Cherry gave a couple of examples of projects that have been built through BlueHub’s funds.

Swift Factory

BlueHub contributed a suite of four loans totaling $16.8 million to Community Solutions Inc. to support the rehabilitation of the Swift Factory complex in Northeast Hartford, Connecticut.

The project will transform three vacant buildings into 86,000 square feet of commercial and community space.

“The Swift Factory used to be a gold leaf factory.
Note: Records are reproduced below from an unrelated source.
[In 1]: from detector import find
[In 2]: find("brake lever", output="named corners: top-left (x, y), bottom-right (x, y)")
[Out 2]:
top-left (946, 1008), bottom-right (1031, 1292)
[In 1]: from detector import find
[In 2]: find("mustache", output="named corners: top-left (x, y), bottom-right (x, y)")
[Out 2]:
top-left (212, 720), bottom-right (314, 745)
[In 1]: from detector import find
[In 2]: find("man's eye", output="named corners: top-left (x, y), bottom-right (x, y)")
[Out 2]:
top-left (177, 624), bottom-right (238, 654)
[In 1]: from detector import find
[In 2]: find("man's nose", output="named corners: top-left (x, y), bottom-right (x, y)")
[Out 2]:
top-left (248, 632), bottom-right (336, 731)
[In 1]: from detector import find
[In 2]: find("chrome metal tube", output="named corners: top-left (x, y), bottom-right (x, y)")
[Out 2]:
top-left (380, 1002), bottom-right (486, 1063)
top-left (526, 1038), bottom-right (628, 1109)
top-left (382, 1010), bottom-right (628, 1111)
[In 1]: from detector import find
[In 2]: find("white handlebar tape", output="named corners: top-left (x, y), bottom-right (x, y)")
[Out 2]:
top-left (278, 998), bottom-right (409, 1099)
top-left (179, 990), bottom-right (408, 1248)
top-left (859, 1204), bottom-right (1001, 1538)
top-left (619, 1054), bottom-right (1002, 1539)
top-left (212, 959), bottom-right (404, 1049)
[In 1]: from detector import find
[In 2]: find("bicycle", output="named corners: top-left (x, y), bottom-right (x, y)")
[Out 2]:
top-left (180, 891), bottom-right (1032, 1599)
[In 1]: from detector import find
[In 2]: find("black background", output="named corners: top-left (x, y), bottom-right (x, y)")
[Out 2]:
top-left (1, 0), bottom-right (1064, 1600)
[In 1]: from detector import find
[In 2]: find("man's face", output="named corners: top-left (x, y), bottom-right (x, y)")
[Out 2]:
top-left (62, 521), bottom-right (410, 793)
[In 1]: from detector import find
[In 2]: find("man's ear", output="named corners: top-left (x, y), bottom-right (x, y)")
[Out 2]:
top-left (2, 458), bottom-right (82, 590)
It was sitting there … being unused,” Cherry said. “It becomes an income and energy generator for a community that has known this as nothing.”

The revitalization project is designed to provide local residents healthy food and good jobs that pay living wages in an area that was designated a federal Promise Zone in 2015.

Major tenants for the new buildings include Fresh Box Farms, a hydroponic farm that produces leafy greens; Bears BBQ food production and processing, which supplies local BBQ restaurants; and CSI.

The renovation also features space for three or four nonprofit tenants and a food incubator space that could support as many as 10 food production businesses.

Gestalt Community Schools

In November 2018, BlueHub Loan Fund approved a $7.7 million loan to Gestalt Community Schools, a nonprofit charter management organization in Memphis.

Founded in 2008 with a vision of integrating the school community with the broader community, Gestalt Community Schools currently operates two elementary schools and two middle schools, all of which filter into one high school.

The school system predominantly serves African American students, the majority of whom qualify for free and reduced price lunch.

In 2017, BlueHub made its first loan to the school, which at the time allowed it to move three of its schools onto one campus.

The school will use this second loan to build out a new ninth grade academy, which will alleviate space pressure in the high school allowing it to grow to full capacity, and to build out a new facility to serve K-5 students currently off site in aging modular units.